Separating from God’s Care
This is why we want to be fully committed to God and his ways and not be half-hearted. We are God’s offspring! Throughout Scripture He unquestionably communicates His love for us; how He desires to care for us as His developing children.
Our attitude towards God affects how we perceive truth.
Our attitude towards God affects how we perceive truth and what we believe to be reality. It can minimize our perception of God’s care for us and make His love appear to be vague or negligible. A negative attitude toward God, as Adam and Eve accepted, can seem to limit the demonstration of His love for us because it separates us from His intimate care.
It is helpful to realize that some attitudes are more surface level while others are very deep seated. Jesus gave us an example of two sons that demonstrates how surface attitudes can spark immediate responses while deep-seated attitudes eventually win out.
“A man had two sons, and he came to the first and said, ‘Son, go work today in the vineyard.’ And he answered, ‘I will not’; but afterward he regretted it and went. The man came to the second and said the same thing; and he answered, ‘I will, sir’; but he did not” (Matthew 21:28-30).
Scripture instructs us to resist the devil and his temptations to ignore our heavenly Father (James 4:7). When we entertain and give such thoughts room and time to infect our consciousness, they take root and then become as oppressive overlords. Our deep-seated attitudes exercise more control over what we say and do.
Battle of the Ages
With what do we really struggle? Our primary struggle is with the attitudes that lead us away from God’s guidance. Beginning with our first parents in the Garden of Eden, we continue to wrestle with an attitude that tempts us to arrogantly act like we can do it ourselves and do not need God or anyone else.
Primarily, we struggle with attitudes that lead us away from God’s guidance.
This is the real battle of the ages, the battle for the soul of man (our mind, will, and emotion). Our soul is the incubator (breading place) and primary launching pad for expressive attitudes. This conflict rages in every person, even in those who are committed to God.
Do nothing from selfishness…with humility of mind regard one another as more important than yourselves; do not merely look out for your own personal interests, but also for the interests of others. Have this attitude in yourselves which was also in Christ Jesus (Philippians 2:3-5).
The remarkable thing is that we have the ability and freedom to create our attitude. We cannot change our past, the way people act, or the inevitable. We can, however, change our attitude.
God’s Transforming Work
Does our heart’s expressive attitude appear to others as hateful or loving, demanding or thankful, obstinate or adjustable, suspicious or trusting, arrogant or gracious, insecure or confident, victimized or overcoming, condemning or forgiving?
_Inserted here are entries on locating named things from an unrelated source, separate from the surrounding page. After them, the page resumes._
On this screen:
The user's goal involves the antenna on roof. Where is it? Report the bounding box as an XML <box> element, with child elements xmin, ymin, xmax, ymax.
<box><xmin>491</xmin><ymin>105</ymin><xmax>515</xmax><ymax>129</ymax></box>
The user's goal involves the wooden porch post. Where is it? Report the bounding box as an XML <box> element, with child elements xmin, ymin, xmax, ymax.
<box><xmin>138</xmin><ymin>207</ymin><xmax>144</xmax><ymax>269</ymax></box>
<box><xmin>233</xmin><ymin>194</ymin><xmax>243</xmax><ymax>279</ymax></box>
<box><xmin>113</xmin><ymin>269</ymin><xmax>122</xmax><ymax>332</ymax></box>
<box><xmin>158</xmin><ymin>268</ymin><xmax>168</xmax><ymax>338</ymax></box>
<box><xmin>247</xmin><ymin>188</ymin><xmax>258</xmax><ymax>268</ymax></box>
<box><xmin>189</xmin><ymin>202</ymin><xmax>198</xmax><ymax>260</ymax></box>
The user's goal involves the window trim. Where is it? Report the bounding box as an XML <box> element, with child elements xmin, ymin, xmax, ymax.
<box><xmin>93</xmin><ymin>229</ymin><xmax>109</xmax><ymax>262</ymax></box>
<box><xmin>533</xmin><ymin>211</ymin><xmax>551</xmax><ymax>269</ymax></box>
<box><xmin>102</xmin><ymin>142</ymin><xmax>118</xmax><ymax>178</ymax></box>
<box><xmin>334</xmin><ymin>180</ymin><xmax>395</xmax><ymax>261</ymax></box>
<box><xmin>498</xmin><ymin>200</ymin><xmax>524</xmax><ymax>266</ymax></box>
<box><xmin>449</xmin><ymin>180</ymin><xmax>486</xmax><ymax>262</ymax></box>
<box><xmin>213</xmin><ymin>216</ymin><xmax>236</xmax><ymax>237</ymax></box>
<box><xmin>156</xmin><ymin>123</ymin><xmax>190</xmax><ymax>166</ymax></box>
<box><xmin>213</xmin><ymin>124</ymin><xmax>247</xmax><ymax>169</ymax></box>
How can we change our attitude and become better reflections of our heavenly Father? It begins with a desire. Do we desire to be and do better? If so, will we allow God to transform what we think, what we feel and what we believe? God is more than willing. The question is, are we willing?
Our heavenly Father always intends the best for us. And Scripture gives us a gold standard for the attitudes of a godly heart. When these attitudes become ours, they make all the difference in the world and equip us to be more than overcomers.
But the fruit [expressive actions] of the Spirit [of God] is love, joy, peace, patience, kindness, goodness, faithfulness, gentleness, self-control (Galatians 5:22-23).
While we journey through life here on earth, the on-going battle rages within each of us. We must ask ourselves, “Do the attitudes that rule my heart and influence my actions originate with my heavenly Father or are they rooted in something else?” God has given us free will to make this choice. Perhaps we’ll discover that we need to ask for His help to choose differently. Be assured, He welcomes our request.